On the detection side there are many factors that can also affect signal intensity in a non-proportional way. The size of the ion will affect the velocity of impact and with certain detectors the velocity is proportional to the signal output. In other detection systems, such as FTICR, the number of charges on the ion are more important to signal intensity. In Fourier transform ion cyclotron resonance and Orbitrap type mass spectrometers the signal intensity (Y-axis) is related to the amplitude of the free induction decay signal. This is fundamentally a power relationship (amplitude squared) but often computed as an [rms]. For decaying signals the rms is not equal to the average amplitude. Additionally the damping constant (decay rate of the signal in the fid) is not the same for all ions. In order to make conclusions about relative intensity a great deal of knowledge and care is required.

A common way to get more quantitative information out of a mass spectrum is to create a standard curve to compare the sample to.

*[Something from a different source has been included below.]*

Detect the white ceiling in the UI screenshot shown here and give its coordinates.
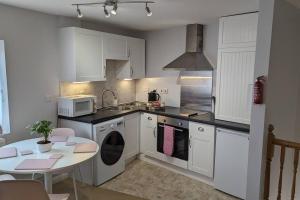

This requires knowing what is to be quantitated ahead of time, having a standard available and designing the experiment specifically for this purpose. A more advanced variation on this is the use of an internal standard which behaves very similarly to the analyte. This is often an isotopically labeled version of the analyte. There are forms of mass spectrometry, such as accelerator mass spectrometry that are designed from the bottom up to be quantitative.

===Spectral skewing===
Spectral skewing is the change in relative intensity of mass spectral peaks due to the changes in concentration of the analyte in the ion source as the mass spectrum is scanned. This situation occurs routinely as chromatographic components elute into a continuous ion source. Spectral skewing is not observed in ion trap (quadrupole (this has been seen also in QMS) or magnetic) or time-of-flight (TOF) mass analyzers because potentially all ions formed in operational cycle (a snapshot in time) of the instrument are available for detection.